A packet whose length is greater than the PMTU estimate.
A protocol that relies on IP source fragmentation and
downstream fragmentation does not require access to the PMTU estimate.
For these protocols, the underlying IP module:
Fragments all packets whose length exceeds the MTU of the first
link along the path to the destination.
Sets the DF-bit to zero, so that downstream nodes can fragment
the packet.
The key words "MUST", "MUST NOT", "REQUIRED", "SHALL", "SHALL NOT",
"SHOULD", "SHOULD NOT", "RECOMMENDED", "NOT RECOMMENDED", "MAY", and
"OPTIONAL" in this document are to be interpreted as described in BCP 14 when, and only
when, they appear in all capitals, as shown here.
This section explains how IP fragmentation reduces the reliability of
Internet communication.
Many middle boxes require access to the transport-layer header.

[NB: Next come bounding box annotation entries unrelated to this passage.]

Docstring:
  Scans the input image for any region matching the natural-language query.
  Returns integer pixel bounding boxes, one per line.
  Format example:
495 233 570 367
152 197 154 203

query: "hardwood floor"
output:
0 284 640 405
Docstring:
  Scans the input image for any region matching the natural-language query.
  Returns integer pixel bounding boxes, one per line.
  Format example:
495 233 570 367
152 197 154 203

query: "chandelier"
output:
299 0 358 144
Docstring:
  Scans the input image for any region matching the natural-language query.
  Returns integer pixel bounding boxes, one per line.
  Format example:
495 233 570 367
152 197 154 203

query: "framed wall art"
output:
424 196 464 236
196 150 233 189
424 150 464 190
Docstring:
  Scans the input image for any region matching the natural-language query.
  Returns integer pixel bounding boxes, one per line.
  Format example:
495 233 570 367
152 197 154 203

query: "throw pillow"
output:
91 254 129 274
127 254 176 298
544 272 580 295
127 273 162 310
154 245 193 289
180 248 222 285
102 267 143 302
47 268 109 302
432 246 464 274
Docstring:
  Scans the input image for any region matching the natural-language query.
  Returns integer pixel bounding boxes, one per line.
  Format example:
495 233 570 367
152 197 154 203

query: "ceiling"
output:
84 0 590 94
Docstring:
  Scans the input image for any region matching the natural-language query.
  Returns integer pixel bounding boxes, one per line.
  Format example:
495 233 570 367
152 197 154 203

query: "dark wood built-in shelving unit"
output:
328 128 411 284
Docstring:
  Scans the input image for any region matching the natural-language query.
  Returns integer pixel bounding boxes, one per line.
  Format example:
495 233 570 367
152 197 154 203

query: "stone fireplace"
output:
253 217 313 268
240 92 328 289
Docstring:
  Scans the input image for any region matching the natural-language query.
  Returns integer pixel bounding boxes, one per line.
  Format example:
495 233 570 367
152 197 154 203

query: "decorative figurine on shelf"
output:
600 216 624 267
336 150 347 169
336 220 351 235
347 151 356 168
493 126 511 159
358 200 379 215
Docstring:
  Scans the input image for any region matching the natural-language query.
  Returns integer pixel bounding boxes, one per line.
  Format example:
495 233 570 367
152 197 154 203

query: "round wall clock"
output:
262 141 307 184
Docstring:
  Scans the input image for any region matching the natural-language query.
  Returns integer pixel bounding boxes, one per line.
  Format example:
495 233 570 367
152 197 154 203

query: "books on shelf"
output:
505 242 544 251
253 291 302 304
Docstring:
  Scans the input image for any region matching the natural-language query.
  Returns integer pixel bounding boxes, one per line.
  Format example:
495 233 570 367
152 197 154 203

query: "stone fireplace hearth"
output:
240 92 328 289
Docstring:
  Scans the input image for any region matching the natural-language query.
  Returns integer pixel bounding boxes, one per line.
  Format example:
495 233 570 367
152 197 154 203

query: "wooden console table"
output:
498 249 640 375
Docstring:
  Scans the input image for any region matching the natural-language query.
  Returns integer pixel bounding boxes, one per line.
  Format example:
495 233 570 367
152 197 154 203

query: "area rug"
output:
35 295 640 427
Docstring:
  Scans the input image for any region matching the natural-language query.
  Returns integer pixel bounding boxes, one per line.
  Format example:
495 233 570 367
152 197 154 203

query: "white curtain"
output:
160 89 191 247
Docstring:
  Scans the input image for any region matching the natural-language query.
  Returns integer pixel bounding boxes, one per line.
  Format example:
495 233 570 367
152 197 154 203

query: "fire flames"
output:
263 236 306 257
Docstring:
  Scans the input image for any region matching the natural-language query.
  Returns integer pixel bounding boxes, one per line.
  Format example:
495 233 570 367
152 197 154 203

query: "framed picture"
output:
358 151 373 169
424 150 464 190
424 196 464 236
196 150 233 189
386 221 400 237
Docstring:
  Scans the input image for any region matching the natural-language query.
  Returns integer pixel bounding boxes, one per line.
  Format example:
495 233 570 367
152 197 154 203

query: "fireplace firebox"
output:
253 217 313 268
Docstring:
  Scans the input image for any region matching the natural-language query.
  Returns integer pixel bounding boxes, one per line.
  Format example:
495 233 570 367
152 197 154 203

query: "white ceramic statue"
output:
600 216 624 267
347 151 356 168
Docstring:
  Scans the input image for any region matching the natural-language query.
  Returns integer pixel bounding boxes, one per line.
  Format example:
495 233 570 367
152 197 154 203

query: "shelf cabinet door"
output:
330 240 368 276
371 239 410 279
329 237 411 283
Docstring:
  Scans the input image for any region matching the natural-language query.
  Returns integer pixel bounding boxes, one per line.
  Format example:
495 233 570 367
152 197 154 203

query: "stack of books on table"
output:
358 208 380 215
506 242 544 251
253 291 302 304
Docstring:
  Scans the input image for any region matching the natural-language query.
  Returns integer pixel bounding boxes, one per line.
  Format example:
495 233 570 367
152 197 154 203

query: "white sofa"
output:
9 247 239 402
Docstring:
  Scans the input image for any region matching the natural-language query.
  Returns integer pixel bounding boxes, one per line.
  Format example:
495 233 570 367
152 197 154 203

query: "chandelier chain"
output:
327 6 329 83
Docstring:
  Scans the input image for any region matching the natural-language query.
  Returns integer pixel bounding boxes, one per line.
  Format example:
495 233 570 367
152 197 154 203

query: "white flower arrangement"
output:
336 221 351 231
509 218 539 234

However, when a packet is divided into fragments, the transport-layer
header appears in the first fragment only. It does not appear in
subsequent fragments. This omission can prevent middle boxes from
delivering their intended services.
For example, assume that a router diverts selected packets from
their normal path towards network appliances that support deep packet
inspection and lawful intercept. The router selects packets for
diversion based upon the following 5-tuple:
IP Source Address.
IP Destination Address.
IPv4 Protocol or IPv6 Next Header.
transport-layer source port.
transport-layer destination port.
IP fragmentation causes this selection algorithm to behave
suboptimally, because the transport-layer header appears only in the
first fragment of each packet.
In another example, a middle box remarks a packet's Differentiated Services Code Point based upon
the above mentioned 5-tuple. IP fragmentation causes this process to
behave suboptimally, because the transport-layer header appears only
in the first fragment of each packet.
In all of the above-mentioned examples, the middle box cannot
deliver its intended service without reassembling fragmented
packets.
IP fragments cause problems for firewalls whose filter rules
include decision making based on TCP and UDP ports. As the port
information is not in the trailing fragments the firewall may elect to
accept all trailing fragments, which may admit certain classes of
attack, or may elect to block all trailing fragments, which may block
otherwise legitimate traffic, or may elect to reassemble all
fragmented packets, which may be inefficient and negatively affect
performance.
Many stateless load-balancers require access to the transport-layer
header. Assume that a load-balancer distributes flows among parallel
links. In order to optimize load balancing, the load-balancer sends
every packet or packet fragment belonging to a flow through the same
link.
In order to assign a packet or packet fragment to a link, the
load-balancer executes an algorithm. If the packet or packet fragment
contains a transport-layer header, the load balancing algorithm
accepts the following 5-tuple as input:
IP Source Address.
IP Destination Address.
IPv4 Protocol or IPv6 Next Header.
transport-layer source port.
transport-layer destination port.
However, if the packet or packet fragment does not contain a
transport-layer header, the load balancing algorithm accepts only the
following 3-tuple as input:
IP Source Address.
IP Destination Address.
IPv4 Protocol or IPv6 Next Header.
Therefore, non-fragmented packets belonging to a flow can be
assigned to one link while fragmented packets belonging to the same
flow can be divided between that link and another. This can cause
suboptimal load balancing.
Security researchers have documented several attacks that rely on
IP fragmentation. The following are examples:
Overlapping fragment attack
Incomplete data attack (also known as the Rose Attack)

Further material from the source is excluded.